Men, Where Have We Gone?

Caleb Pollema—Staff Writer

Another shooting, another political debate over gun control and school safety has ensued.

“There has been nothing but political gun control arguments on my Facebook feed,” said freshman Adam Maser.

Regardless of the side of the political aisle on which you stand or what position of the gun control debate that you side with, one thing is certain: There is something very wrong with the hearts of men.

Nikolas Cruz, the shooter in the Marjory Stoneman Douglas High School shooting in Florida, was a troubled soul. He lacked stability in his family life and his home life.

This theme is evident in other mass shootings in the United States in recent years. We saw this same phenomenon occur in the Las Vegas shooting in October with 64-year-old, Stephen Paddock.

Men are losing their minds.

Families are troubled and fathers are nowhere to be found. Fathers have not raised their sons, and sons have not respected their fathers.

The bond and love between father and son seems to have been lost. So often men shy away from the word love because it looks soft and shows weakness.

“There needs to be an appropriate amount of discipline and love,” freshman Cole Evans said.

Fathers need to reclaim their space as leaders in the home and by doing so instill a level of discipline and love.

“It’s like the relationship between a player and his coach,” Maser said. “I need to respect my coach, but my coaches also need to respect me.”

The balance between discipline and love is unique to each father-son relationship, and it takes time to build such a relationship and balance.

I myself have been blessed with a great dad. He is one of people that I look up to most in everything.

However, some fathers and sons have rocky relationships that don’t end so well. This is truly a shame for both the son and his father.
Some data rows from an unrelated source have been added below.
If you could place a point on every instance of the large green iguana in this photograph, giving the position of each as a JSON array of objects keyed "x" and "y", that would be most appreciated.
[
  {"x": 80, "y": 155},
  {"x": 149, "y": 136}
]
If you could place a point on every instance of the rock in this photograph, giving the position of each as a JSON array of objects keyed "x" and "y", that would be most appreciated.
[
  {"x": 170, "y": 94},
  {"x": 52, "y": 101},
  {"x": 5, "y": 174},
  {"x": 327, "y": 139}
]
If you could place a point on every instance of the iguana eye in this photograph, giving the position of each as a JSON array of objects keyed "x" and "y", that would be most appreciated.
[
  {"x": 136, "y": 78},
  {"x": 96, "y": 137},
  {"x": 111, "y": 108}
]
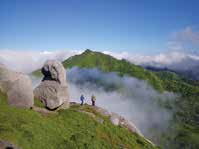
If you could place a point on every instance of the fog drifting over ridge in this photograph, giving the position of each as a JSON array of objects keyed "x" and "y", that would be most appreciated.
[
  {"x": 28, "y": 61},
  {"x": 132, "y": 98}
]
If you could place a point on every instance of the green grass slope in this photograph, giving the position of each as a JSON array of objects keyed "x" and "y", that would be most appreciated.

Regardless of how our current relationships with our fathers stand, we must all agree that we can model our relationship after God and his relationship with each of us as sons.

We can love each other boldly and pray for each other more fervently. When we do this, maybe—just maybe—we will begin to see change in our land.

Maybe we will begin to see fathers and sons come alongside one another to build each other up and not tear each other down.

I find it fitting that the week after such travesty and loss in Florida, we experienced another loss, though not in the same token.

We experienced the loss of one of the greatest evangelists of the 20th century, Billy Graham. Graham preached the Gospel of Jesus Christ across the world.

“Nothing can bring a real sense of security into the home except true love,” Graham said once in an interview.

Men across our nation should heed the words of the late Mr. Graham. We are in a time when we need nothing more than the peace and love of Jesus in this world of mass shootings and violence.

I hope that men, young and old, will understand the importance of reclaiming their true purpose and calling in our society: to lead one another out of love and discipline.

I hope that fathers and sons can be blessed by each other and grow together in respect and friendship.

Men, I hope we can learn to love again.